Was waren die Ursachen, was waren die Triebkräfte, dieser ewigen Auseinandersetzungen und blutigen Kriege, in die jede Seite mit der Selbstverständlichkeit des Recht-Habenden zog? Welche Probleme belasten die Beziehungen zwischen beiden Staaten heute? Sollten wir nicht endlich einmal beginnen, diese Problemlagen aus der Sicht des Anderen zu sehen um damit – auf gleicher Augenhöhe – zu einem abgewogeneren Urteil zu gelangen? Sind beispielsweise Bedenken gegen das Zentrum für Vertriebene, die Preußische Treuhand oder die Gas-Pipeline durch die Ostsee nicht auch verständlich, wenn man sie aus der polnischen Seelen – und Interessenlage heraus betrachtet? Sollten Polen andererseits nicht auch verstehen, wenn sich Deutsche nicht immer wieder Geschichtsvergessenheit, Aggressivität, oder das Streben nach Dominanz in Europa unterstellen lassen wollen?
Dr. Marek Prawda ist erst seit September 2006 Botschafter der Republik Polen in Deutschland. Das Thema seines Vortrags “Noch ist Polen nicht verstanden” klingt wie ein Appell. Versucht einmal, Euch ernsthaft zu informieren, die Dinge auch aus der Sicht des Nachbarn zu sehen. Ihr werdet zu einem ausgewogeneren Urteil kommen.
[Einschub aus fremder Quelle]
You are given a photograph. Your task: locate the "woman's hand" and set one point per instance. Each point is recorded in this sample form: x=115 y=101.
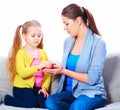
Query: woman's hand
x=56 y=69
x=44 y=91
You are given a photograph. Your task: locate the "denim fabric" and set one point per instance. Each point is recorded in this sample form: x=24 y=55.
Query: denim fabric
x=66 y=101
x=25 y=97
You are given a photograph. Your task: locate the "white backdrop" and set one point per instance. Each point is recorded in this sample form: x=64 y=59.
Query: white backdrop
x=48 y=13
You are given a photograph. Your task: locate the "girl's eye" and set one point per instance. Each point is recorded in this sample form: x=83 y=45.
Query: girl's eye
x=39 y=36
x=33 y=35
x=66 y=24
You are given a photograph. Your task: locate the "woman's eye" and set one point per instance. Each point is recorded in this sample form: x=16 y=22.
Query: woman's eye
x=33 y=36
x=67 y=24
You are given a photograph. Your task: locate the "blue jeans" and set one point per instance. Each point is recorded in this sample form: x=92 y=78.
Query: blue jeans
x=66 y=101
x=25 y=97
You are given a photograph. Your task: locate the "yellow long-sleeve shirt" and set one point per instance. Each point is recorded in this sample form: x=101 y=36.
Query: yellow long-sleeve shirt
x=25 y=73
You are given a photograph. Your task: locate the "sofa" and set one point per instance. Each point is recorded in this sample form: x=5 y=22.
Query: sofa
x=111 y=74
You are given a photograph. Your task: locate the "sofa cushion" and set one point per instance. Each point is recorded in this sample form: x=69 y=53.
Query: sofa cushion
x=5 y=85
x=111 y=74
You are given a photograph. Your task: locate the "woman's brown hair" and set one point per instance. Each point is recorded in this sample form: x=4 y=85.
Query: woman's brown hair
x=73 y=11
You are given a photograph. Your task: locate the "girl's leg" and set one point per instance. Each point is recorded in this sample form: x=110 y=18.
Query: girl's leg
x=22 y=97
x=85 y=103
x=60 y=101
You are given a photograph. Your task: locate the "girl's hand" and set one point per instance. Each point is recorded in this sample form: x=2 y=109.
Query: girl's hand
x=44 y=91
x=44 y=64
x=56 y=69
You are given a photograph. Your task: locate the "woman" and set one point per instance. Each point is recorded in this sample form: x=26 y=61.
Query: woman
x=81 y=86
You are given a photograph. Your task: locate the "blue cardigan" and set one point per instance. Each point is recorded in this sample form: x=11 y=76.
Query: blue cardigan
x=91 y=61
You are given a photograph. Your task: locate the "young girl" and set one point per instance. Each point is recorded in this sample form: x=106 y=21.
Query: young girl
x=23 y=65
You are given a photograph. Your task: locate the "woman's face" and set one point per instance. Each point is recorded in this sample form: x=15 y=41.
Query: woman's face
x=71 y=26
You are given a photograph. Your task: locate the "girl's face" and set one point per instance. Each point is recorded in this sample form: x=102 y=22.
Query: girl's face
x=33 y=36
x=71 y=26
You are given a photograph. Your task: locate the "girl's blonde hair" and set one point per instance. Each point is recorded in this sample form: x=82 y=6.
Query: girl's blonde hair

Was wiederum eine Voraussetzung ist, nicht auf jede quotentreibende Hetzkampagne herein zu fallen. Und es kann der Beginn sein, dem Nachbarn gegenüber mit Verständnis und Freundschaft zu begegnen. Trotz weiter bestehender, durchaus legitimer Interessenunterschiede.
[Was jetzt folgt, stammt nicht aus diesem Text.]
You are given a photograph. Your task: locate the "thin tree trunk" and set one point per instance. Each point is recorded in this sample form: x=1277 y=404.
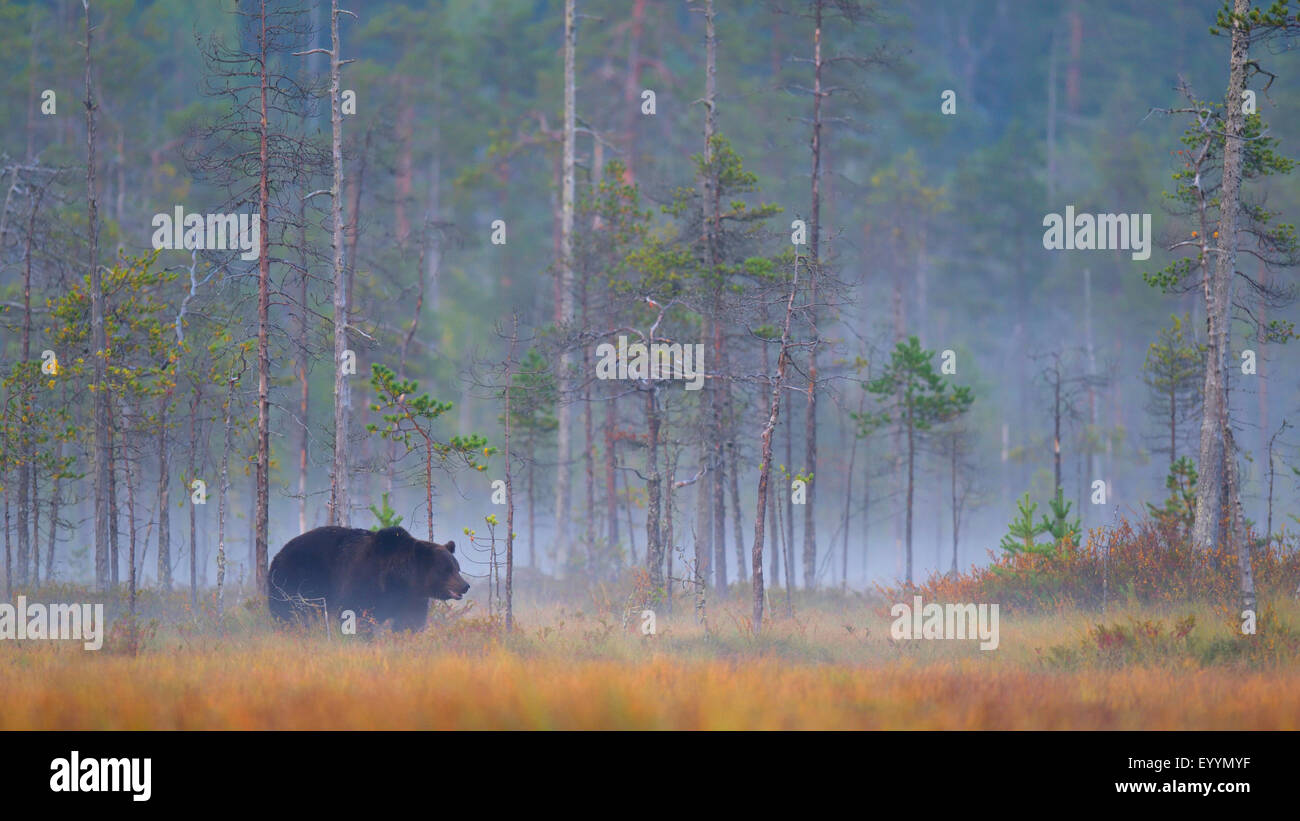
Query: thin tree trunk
x=1214 y=422
x=765 y=465
x=164 y=505
x=814 y=277
x=510 y=486
x=261 y=518
x=222 y=492
x=113 y=515
x=564 y=303
x=654 y=548
x=611 y=485
x=53 y=512
x=194 y=509
x=733 y=474
x=99 y=343
x=304 y=390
Zur Person: Dr. Marek Prawda
Geboren 1956 in Kielce, Polen. Nach dem Abitur, Studium an der Wirtschaftswissenschaftlichen Fakultät der Universität Leipzig (1975-79). Von 1979 bis 1990 folgen Forschungsstudium und wissenschaftliche Tätigkeit im Institut für Philosophie und Soziologie der Polnischen Akademie der Wissenschaften in Warschau. In dieser Zeit promovierte Marek Prawda im Bereich Soziologie (1984). Mit dem Studienaufenthalt an der Universität Hamburg (1987-89) lernt Dr. Prawda auch den westdeutschen Wissenschaftsbetrieb kennen und ist damit bestens vorbereitet auf die 1990 erfolgte Tätigkeit in der Arbeitsgruppe Deutschlandstudien im Institut für Politische Studien an der Polnischen Akademie der Wissenschaften in Warschau.
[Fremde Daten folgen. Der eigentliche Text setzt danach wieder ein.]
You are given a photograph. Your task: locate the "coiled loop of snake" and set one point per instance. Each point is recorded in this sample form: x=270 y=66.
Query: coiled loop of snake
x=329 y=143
1992 beginnt seine diplomatische Karriere in der Botschaft der Republik Polen in Bonn. In den folgenden sechs Jahren wird er vom I. Botschaftssekretär zum Botschaftsrat, Gesandten und Chargé d` Affaires a.i. aufsteigen. 1998 verlässt er Deutschland um im Ministerium für Auswärtige Angelegenheiten seines Landes den Posten eines stellvertretenden Direktors – und ein Jahr später des Direktors – der Westeuropaabteilung zu übernehmen. Im Jahre 2001 folgt die Ernennung zum Direktor des Ministerbüros im Ministerium für Auswärtige Angelegenheiten der Republik Polen in Warschau, im selben Jahr die Berufung zum Botschafter der Republik Polen im Königreich Schweden. Vier Jahre später (2005) kehrt er für die Dauer eines Jahres an seinen letzten Arbeitsplatz als Direktor des Ministerbüros im Ministerium für Auswärtige Angelegenheiten zurück. Im September 2006 wird er zum Botschafter der Republik Polen in der Bundesrepublik Deutschland ernannt.
Gesellschaftliche Aktivitäten: Dr. Prawda ist seit 1980 Mitglied der Solidarnosc-Gewerkschaft, 1989 arbeitet er im Bürgerkomitee Solidarnosc und im Ausschuss für Selbstverwaltung im Warschauer Stadtteil Zoliborz mit und organisierte Wahlkampagnen. Von 1991-92 war er Generalsekretär des Landesvorstands der Polnisch-Deutschen Gesellschaft.
Botschafter Dr. Prawda beherrscht neben seiner Muttersprache Deutsch, Englisch, Französisch, Russisch und Schwedisch.